In a report sponsored by IBM, the average cost of a data breach was $4 million. Data breaches are costly but more importantly a breach can cost your company customers. Data breaches are separated into four categories theft, loss, neglect, and insecure practices. There are a number of ways to prevent data breaches. Here is a list of ten ways to secure your data:

1. Devise a Plan at the Executive Level

When developing a data breach prevention plan have all departments involved from the beginning. This helps set expectations and develop guidelines. This is the perfect time to address any concerns and explain the risk involved in certain actions.

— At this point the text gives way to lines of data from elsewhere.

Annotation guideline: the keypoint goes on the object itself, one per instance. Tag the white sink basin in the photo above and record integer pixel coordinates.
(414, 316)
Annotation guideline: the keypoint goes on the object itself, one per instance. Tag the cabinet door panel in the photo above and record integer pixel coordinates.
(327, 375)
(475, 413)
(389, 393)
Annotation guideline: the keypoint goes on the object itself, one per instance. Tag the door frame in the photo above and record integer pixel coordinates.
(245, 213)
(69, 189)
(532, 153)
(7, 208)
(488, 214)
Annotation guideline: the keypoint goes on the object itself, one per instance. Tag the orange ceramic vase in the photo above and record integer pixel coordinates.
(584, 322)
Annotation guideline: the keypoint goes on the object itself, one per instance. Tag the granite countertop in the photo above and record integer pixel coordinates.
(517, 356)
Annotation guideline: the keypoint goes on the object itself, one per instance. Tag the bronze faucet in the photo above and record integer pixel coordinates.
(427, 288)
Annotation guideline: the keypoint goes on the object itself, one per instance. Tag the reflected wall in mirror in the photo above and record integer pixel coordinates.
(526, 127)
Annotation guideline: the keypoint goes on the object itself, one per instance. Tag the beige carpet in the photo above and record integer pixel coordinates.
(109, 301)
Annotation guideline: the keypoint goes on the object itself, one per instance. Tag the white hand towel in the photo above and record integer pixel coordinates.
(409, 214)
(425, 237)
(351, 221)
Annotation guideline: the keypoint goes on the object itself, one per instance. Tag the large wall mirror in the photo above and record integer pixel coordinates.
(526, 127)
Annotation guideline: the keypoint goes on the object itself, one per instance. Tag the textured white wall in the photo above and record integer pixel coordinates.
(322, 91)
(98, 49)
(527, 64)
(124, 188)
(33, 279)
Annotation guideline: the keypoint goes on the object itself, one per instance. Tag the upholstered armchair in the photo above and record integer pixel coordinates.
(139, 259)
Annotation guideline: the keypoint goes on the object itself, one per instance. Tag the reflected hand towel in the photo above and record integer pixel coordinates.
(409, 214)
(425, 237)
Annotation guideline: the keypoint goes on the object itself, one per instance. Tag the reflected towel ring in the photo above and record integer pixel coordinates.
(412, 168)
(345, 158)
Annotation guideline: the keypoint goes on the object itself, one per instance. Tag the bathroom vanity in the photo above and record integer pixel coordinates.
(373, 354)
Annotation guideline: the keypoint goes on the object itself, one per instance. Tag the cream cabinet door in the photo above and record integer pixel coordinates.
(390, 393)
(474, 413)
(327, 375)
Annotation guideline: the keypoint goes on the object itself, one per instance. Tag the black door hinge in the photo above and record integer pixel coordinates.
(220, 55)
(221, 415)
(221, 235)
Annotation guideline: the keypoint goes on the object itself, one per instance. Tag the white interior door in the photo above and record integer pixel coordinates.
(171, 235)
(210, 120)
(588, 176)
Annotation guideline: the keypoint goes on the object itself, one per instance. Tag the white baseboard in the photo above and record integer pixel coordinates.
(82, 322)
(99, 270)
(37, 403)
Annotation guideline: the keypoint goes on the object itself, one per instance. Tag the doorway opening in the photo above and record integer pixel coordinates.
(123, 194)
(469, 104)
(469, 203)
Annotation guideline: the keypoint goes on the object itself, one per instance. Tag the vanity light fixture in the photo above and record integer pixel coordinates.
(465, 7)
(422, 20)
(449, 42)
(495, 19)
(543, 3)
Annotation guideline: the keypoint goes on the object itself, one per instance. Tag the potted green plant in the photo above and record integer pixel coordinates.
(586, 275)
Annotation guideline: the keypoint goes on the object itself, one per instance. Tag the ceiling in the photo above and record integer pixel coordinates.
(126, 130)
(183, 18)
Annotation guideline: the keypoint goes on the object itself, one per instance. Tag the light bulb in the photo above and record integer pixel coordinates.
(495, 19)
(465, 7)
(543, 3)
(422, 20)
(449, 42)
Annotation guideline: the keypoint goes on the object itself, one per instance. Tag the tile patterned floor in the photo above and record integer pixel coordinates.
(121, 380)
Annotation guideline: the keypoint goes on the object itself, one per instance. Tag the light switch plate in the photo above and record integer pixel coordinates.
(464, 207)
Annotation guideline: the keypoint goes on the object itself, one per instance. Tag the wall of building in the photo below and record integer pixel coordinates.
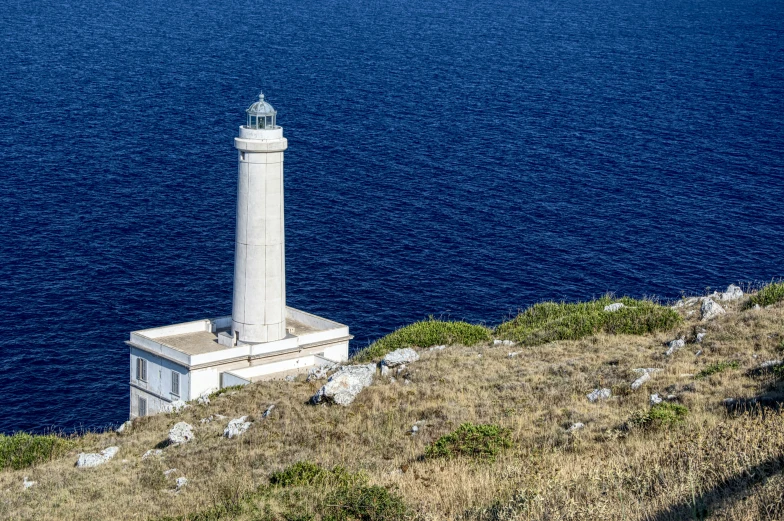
(157, 388)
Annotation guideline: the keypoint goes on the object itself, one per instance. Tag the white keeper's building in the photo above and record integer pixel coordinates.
(263, 338)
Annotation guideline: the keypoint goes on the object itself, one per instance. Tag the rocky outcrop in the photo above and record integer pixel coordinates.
(733, 292)
(180, 433)
(92, 459)
(641, 380)
(320, 372)
(177, 406)
(236, 427)
(344, 386)
(675, 345)
(598, 394)
(152, 453)
(710, 309)
(400, 357)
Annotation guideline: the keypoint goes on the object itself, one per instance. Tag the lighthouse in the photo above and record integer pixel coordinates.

Planning with the entire organization in mind also helps you have a holistic plan.

2. Develop a Breach Response Strategy

By chance, there is a breach of any size it’s better to have a plan in place to quickly correct it. Your breach response plan should map out different data breach scenarios, solutions, and how to notify your team of the problem.

3. Train your Team

Once you create a plan you need to educate your team. Train every member of your team. Let them know what are the restrictions and policies for employees. This can be extremely important if members of your team remotely access company information.

4. Keep Software Up to Date

Update your software whenever applicable. Hackers are always finding vulnerabilities in software. These updates are specifically created to address and fix these vulnerabilities.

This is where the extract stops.